In particular, the male feminist needs this responsible attitude in matters of sex and gender. He needs to stop assuming, as catcallers on the street do, that, because he is interested in a woman, she will be automatically be interested in him, and that he has a right to impose his attention on her. He needs to learn that, while nothing is wrong with appreciating that a woman is attractive, something is very wrong with expressing that appreciation in any way that makes her uncomfortable. He needs to accept “No” as an answer, and to pay attention to the subtler signals of human sexuality that indicate whether attraction is mutual and might progress. If he misinterprets, he can never retreat into claiming that “I can’t help myself” or “Men are just following their biological imperative,” because he has chosen  to be personally responsible for his behavior.

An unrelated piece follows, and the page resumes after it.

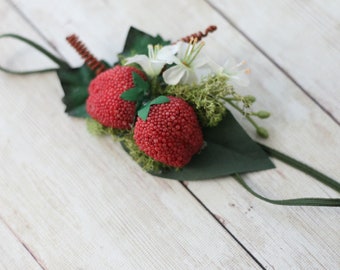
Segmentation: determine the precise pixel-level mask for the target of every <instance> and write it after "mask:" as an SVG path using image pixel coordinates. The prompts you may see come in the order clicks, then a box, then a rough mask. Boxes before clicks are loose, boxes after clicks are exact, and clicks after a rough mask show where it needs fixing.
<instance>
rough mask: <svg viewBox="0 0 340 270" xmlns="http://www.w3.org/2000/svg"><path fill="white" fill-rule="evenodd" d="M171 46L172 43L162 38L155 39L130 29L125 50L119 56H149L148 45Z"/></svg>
mask: <svg viewBox="0 0 340 270" xmlns="http://www.w3.org/2000/svg"><path fill="white" fill-rule="evenodd" d="M149 44H152V45H157V44H159V45H162V46H164V45H169V44H170V41H168V40H164V39H163V38H162V37H161V36H159V35H157V36H155V37H153V36H151V35H149V34H147V33H144V32H143V31H140V30H138V29H136V28H134V27H130V29H129V33H128V36H127V38H126V41H125V46H124V50H123V52H122V53H120V54H119V58H120V59H122V58H126V57H129V56H132V55H136V54H146V55H147V54H148V45H149Z"/></svg>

This rethinking has to be extended to every aspect of his life – even small ones like how he occupies social space. What’s more, he needs to keep his choice constantly in mind, because most of his upbringing and experience tells him to do exactly the opposite of these things. Often, he will fail to meet his own standards, or over-compensate to the point that he looks or feels ridiculous.

Other times, both men and women will give him privileges he hasn’t asked for, listening to him while ignoring a woman, or hiring him in preference to a woman. He may never be sure that is what is happening, but the possibility will haunt him. Sometimes, he may be able to turn his male privilege to an advantage, such as advising that a woman be hired, but that will be qualified satisfaction at best. Most of the time, he won’t be able to do even that.

No question, renouncing your privileges as a man isn’t easy. Nor is it completely possible in our current culture. But it’s one of those things that’s worth trying despite its impossibility. After all, the alternative is to wallow in self-centeredness. And who wants to remain a child all his life?